Louisa lifted the tumbler of Bushmills to her lips and swallowed. “I think I’ll go to Rome,” she said. “Hildi can come with me.”
“Rome?” Hildi asked.
“Bart promised to take me, but he was always too busy. People k
ept dying.”
“Why Rome?”
Louisa emptied her glass and sucked on an ice cube, thinking. “I want to see all the Caravaggios.”
“Rome’s the right place,” Elizabeth said. “But I never knew you were keen on Caravaggio.”
In fact Louisa wasn’t particularly keen on Caravaggio, but she was reading a mystery novel set in Rome, in which the detective has to analyze some of Caravaggio’s paintings in order to solve the crime, and she’d just said the first thing that popped into her head. She didn’t want to mention Gianluigi Bevilacqua, and she couldn’t remember the name of the mystery novel; so she said, “You lectured on Caravaggio in your art history survey.” Elizabeth was an art historian. Louisa had sat in on her introductory course at the college. “I want to see The Calling of Saint Matthew. What would it be like to be called like that? There you are in a gambling den with a bunch of lowlifes and this strange figure comes. ‘Follow me …’ ”
“It’s in the French church,” Elizabeth said. “San Luigi dei Francesi. And it’s a customhouse, not a gambling den. Caravaggios can be very intimidating, you know.”
Before they could pursue the subject of Caravaggio, the phone rang. They stopped talking and listened while Simon took the call in the hallway. Anders Johansen had died. Simon would have to go out on a removal.
“Johansen,” Louisa said before Simon was even off the phone. “He’s prepaid. He’s one of the last prepaids I handled before they started putting everything on the computer.”
“Isn’t he the one who sold Grandpa Bart the horses?” Hildi asked. “Stormy and Salty? For the Amish funeral?” And the conversation took a sudden turn.
“You couldn’t have been more than seven years old,” Louisa said to Hildi, counting backward on her fingers.

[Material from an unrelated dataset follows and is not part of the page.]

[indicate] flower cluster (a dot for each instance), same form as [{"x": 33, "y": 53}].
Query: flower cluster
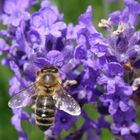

What had happened was that an Amish family had been stranded in Galesburg. The husband had died on the train—a massive heart attack—between Burlington and Galesburg, and the train crew had put him in the baggage car. They’d wanted the body off the train at the next stop.
“He’d been ostracized,” Louisa said, “and they were on their way from somewhere in Iowa to Kewanee, where they had family. Shunning, they called it. No one would talk to any of them. The whole family. It was okay for them to take the train, but not to ride in a motorcar, so Bart borrowed a horse from Anders Johansen. Anders hitched it up to an old buggy and Bart drove it into town.”